Decensi A, Torrisi R, Marroni P, Pensa F, Padovani P, Boccardo F
Department of Medical Oncology II, National Institute for Cancer Research, Genoa, Italy.
Prostate. 1994;24(1):17-23. doi: 10.1002/pros.2990240106.
The nonsteroidal androgen-receptor antagonist nilutamide has previously been shown to inhibit adrenal androgen steroidogenesis in patients with prostatic carcinoma treated in combination with an LHRH agonist. In order to understand better the mechanisms subserving this observation, we have studied the effects of nilutamide alone on the serum concentrations of androstenedione (A), dehydroepiandrosterone (DHEA), and DHEA-sulphate (DHEA-S) in 12 patients with prostatic cancer and compared them with those achieved in 21 patients treated with the agonist D-Trp-6-LHRH. In addition, the adrenocorticotropic hormone (ACTH)-stimulated adrenal response and the thyrotropin releasing hormone (TRH)-stimulated prolactin (PRL) response observed in the patients treated with nilutamide were compared with a control group of healthy age-matched controls. No significant variation in the basal concentrations of adrenal androgens occurred either within or between both treatment groups. In response to ACTH, a decreased 17-alpha hydroxyprogesterone (17-OHP) accumulation and an augmented A/17-OHP ratio were observed in the antiandrogen group (P < 0.05 for both), suggesting the partial removal of the 17,20 lyase block which was distinctive of the untreated controls, while no significant difference was found for other steroids. Basal PRL levels were not affected by the antiandrogen, but the response to TRH was increased. We conclude that no significant inhibition of adrenal androgen secretion occurs after nilutamide or LHRH agonist treatment. Rather, administration of the antiandrogen alone may partially remove the physiological decrease in adrenal androgen secretion observed in the elderly.

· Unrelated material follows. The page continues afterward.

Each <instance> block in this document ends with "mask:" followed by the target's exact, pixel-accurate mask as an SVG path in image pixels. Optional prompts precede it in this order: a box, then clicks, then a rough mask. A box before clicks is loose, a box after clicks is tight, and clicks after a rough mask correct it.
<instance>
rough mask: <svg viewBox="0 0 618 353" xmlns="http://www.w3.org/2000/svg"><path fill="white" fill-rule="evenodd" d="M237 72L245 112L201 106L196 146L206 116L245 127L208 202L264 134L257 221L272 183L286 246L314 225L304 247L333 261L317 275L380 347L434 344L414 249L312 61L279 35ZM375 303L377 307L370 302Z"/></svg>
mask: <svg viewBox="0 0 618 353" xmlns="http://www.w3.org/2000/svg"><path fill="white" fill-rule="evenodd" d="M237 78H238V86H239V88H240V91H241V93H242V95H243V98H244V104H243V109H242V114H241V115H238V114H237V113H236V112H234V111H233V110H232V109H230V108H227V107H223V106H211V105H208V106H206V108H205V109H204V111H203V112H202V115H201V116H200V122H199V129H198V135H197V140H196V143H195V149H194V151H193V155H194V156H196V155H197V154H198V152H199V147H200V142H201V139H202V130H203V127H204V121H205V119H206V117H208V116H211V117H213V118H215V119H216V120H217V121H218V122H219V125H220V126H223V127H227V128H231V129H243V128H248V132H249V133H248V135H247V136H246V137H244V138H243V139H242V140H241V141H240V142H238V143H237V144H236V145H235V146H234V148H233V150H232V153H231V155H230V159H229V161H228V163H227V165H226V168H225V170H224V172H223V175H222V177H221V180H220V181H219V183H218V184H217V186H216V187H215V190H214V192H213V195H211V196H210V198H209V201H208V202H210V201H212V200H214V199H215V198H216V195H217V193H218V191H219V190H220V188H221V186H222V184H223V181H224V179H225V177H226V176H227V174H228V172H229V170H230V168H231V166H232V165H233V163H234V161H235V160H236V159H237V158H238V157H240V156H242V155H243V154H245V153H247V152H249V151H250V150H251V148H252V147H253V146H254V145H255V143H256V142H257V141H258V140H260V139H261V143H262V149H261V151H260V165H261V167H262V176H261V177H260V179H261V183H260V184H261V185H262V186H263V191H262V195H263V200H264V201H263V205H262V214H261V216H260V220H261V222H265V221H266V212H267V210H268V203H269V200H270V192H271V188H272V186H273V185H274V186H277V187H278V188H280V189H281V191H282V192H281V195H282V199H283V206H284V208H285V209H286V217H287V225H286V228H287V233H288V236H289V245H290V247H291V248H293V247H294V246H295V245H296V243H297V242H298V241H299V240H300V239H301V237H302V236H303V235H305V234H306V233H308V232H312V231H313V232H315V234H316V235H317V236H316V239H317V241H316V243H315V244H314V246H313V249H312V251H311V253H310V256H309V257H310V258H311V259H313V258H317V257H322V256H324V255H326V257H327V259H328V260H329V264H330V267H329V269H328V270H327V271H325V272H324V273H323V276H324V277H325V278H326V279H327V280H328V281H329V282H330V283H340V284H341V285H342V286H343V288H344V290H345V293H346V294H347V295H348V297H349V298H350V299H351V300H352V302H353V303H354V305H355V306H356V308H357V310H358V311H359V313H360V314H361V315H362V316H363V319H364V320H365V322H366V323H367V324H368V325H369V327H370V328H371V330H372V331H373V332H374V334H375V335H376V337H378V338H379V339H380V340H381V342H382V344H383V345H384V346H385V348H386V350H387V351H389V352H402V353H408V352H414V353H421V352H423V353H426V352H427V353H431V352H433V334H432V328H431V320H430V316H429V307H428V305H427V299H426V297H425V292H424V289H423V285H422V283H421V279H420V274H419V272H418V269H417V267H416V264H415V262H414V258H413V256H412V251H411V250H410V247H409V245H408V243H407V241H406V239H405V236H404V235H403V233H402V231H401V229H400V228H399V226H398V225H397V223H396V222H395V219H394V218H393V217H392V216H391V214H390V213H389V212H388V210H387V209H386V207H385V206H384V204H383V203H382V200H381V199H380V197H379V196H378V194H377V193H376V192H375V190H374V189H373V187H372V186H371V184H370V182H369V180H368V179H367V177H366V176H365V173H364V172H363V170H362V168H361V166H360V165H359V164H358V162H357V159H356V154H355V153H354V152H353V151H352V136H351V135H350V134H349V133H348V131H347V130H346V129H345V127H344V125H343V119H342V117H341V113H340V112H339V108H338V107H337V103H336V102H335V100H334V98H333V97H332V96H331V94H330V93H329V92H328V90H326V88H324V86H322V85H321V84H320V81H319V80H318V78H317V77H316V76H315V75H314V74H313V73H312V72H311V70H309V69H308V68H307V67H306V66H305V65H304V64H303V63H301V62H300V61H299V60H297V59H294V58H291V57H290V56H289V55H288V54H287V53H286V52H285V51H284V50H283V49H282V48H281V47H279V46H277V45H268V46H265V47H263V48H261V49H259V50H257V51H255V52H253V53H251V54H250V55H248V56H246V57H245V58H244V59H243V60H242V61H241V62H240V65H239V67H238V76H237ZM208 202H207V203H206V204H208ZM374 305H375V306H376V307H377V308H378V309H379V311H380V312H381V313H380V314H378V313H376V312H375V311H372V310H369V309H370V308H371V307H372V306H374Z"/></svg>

非甾体类雄激素受体拮抗剂尼鲁米特先前已被证明,在与促黄体生成素释放激素(LHRH)激动剂联合治疗的前列腺癌患者中,它能抑制肾上腺雄激素的甾体生成。为了更好地理解这一现象背后的机制,我们研究了尼鲁米特单独使用对12例前列腺癌患者血清雄烯二酮(A)、脱氢表雄酮(DHEA)和硫酸脱氢表雄酮(DHEA-S)浓度的影响,并将其与21例接受激动剂D-色氨酸-6-LHRH治疗的患者进行比较。此外,将接受尼鲁米特治疗的患者中观察到的促肾上腺皮质激素(ACTH)刺激的肾上腺反应和促甲状腺激素释放激素(TRH)刺激的催乳素(PRL)反应,与年龄匹配的健康对照组进行比较。两个治疗组内部和之间,肾上腺雄激素的基础浓度均无显著变化。在ACTH刺激下,抗雄激素组观察到17-α羟孕酮(17-OHP)积累减少,A/17-OHP比值增加(两者P均<0.05),这表明部分解除了未治疗对照组特有的17,20裂解酶阻滞,而其他类固醇未发现显著差异。基础PRL水平不受抗雄激素影响,但对TRH的反应增强。我们得出结论,尼鲁米特或LHRH激动剂治疗后,肾上腺雄激素分泌无显著抑制。相反,单独使用抗雄激素可能会部分消除老年人中观察到的肾上腺雄激素分泌的生理性下降。